State v. SossamonAnnotate this Case
130 S.E.2d 638 (1963)
259 N.C. 374
STATE v. D. H. SOSSAMON, Jr.
Supreme Court of North Carolina.
May 1, 1963.
*639 T. O. Stennett and Harry E. Faggart, Jr., Charlotte, for defendant appellant.
T. W. Bruton, Atty. Gen., and Charles D. Barham, Jr., Asst. Atty. Gen., for the State.
Whether defendant's motion in arrest of judgment should have been allowed depends upon whether the amended warrant is fatally defective. This must be determined by application of the well settled legal principles stated below.
"A valid warrant or indictment is an essential of jurisdiction." State v. Morgan, 226 N.C. 414, 38 S.E.2d 166; State v. Thornton, 251 N.C. 658, 660, 111 S.E.2d 901. A warrant or indictment must charge all the essential elements of the alleged criminal offense. State v. Morgan, supra. The reasons underlying this requirement are summarized by Parker, J., in State v. Greer, 238 N.C. 325, 77 S.E.2d 917. Nothing in G.S. § 15-153 or in G.S. § 15-155 dispenses with the requirement that the essential elements of the offense must be charged. State v. Gibbs, 234 N.C. 259, 261, 66 S.E.2d 883, and cases cited; State v. Nugent (Strickland), 243 N.C. 100, 101, 89 S.E.2d 781; State v. Cox, 244 N.C. 57, 60, 92 S.E.2d 413.
A warrant or indictment following substantially the language of the statute is sufficient if and when it thereby charges the essentials of the offense "in a plain, intelligible, and explicit manner." G.S. § 15-153; State v. Eason, 242 N.C. 59, 86 S.E.2d 774. If the statutory words fail to do this, they "must be supplemented by other allegations which so plainly, intelligibly and explicitly set forth every essential element of the offense as to leave no doubt in the mind of the accused and the court as to the offense intended to be charged." State v. Cox, supra, and cases cited.
The reference in the amended warrant to G.S. § 20-28 discloses an intent to charge a violation of the offense defined therein. However, "(m)erely charging in general terms a breach of the statute and referring to it in the indictment is not sufficient." State v.

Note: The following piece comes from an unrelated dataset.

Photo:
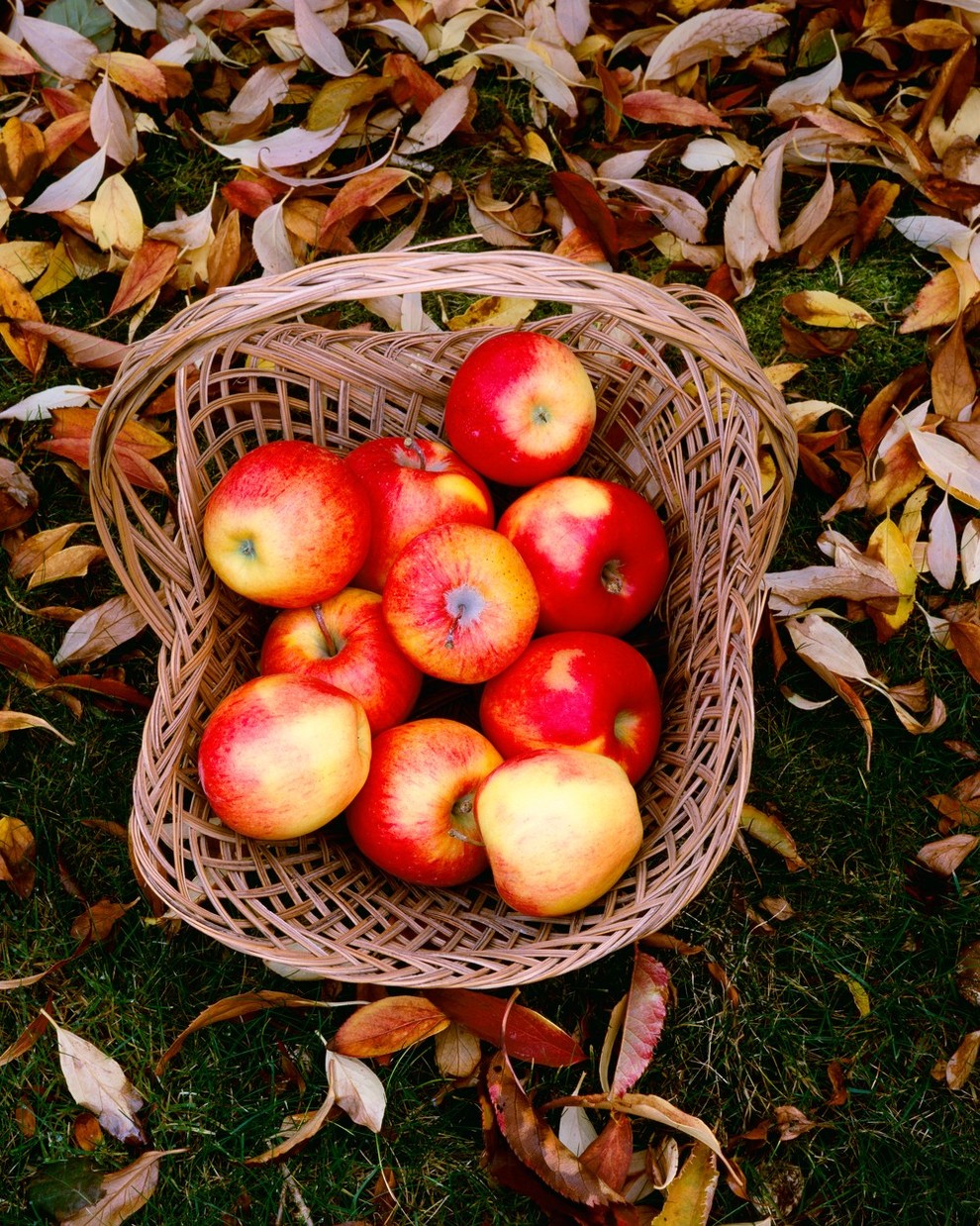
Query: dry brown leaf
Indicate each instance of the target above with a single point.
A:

Ballangee, 191 N.C. 700, 702, 132 S.E. 795, and cases cited.
G.S. § 20-28(a), in pertinent part, provides:
"Any person whose operator's or chauffeur's license has been suspended or revoked other than permanently, as provided in this chapter, who shall drive any motor vehicle upon the highways of the State while such license is suspended or revoked *640 shall be guilty of a misdemeanor and his license shall be suspended or revoked, as the case may be, for an additional period of one year for the first offense, two years for the second offense, and permanently for a third or subsequent offense; * * *." (Our italics)
The amended warrant charges that defendant on March 26, 1961, operated a motor vehicle upon the public highways "after his license had been revoked or suspended" but does not charge he did so "while such license (was) suspended or revoked." Nor does it allege when or for what period defendant's license had been revoked or suspended. Hence the amended warrant does not allege an essential element, indeed the gist, of the offense defined in G.S. § 20-28(a). To constitute a violation of G.S. § 20-28(a), such operation must occur "while such license is suspended or revoked," that is, during the period of suspension or revocation.
It is noted that the amended warrant refers to an alleged prior conviction of defendant on February 29, 1960, for "driving after his license was suspended," not for driving while his license was suspended.
True, the jury found defendant "Guilty of operating a motor vehicle on the public highways during and while his license was revoked." It is noteworthy that the court's instructions to the jury excluded "Guilty as charged" as a permissible verdict. This suggests the court was at least doubtful as to the sufficiency of the amended warrant. Be that as it may, a fatal defect in the amended warrant could not be cured either by the court's instructions or by the verdict. State v. Tyson, 208 N.C. 231, 180 S.E. 85.
We are constrained to hold that the amended warrant is fatally defective in that it does not allege in words or in substance an essential element of the offense defined in G.S. § 20-28(a). The fatal defect appears on the face of the amended warrant. State v. Dunston, 256 N.C. 203, 204, 123 S.E.2d 480, and cases cited.
For the reasons stated, defendant's motion in arrest of judgment should have been and now is allowed. However, the arrest of judgment on the ground a warrant is fatally defective does not bar further prosecution on a valid warrant. State v. Barnes, 253 N.C. 711, 718, 117 S.E.2d 849, and cases cited.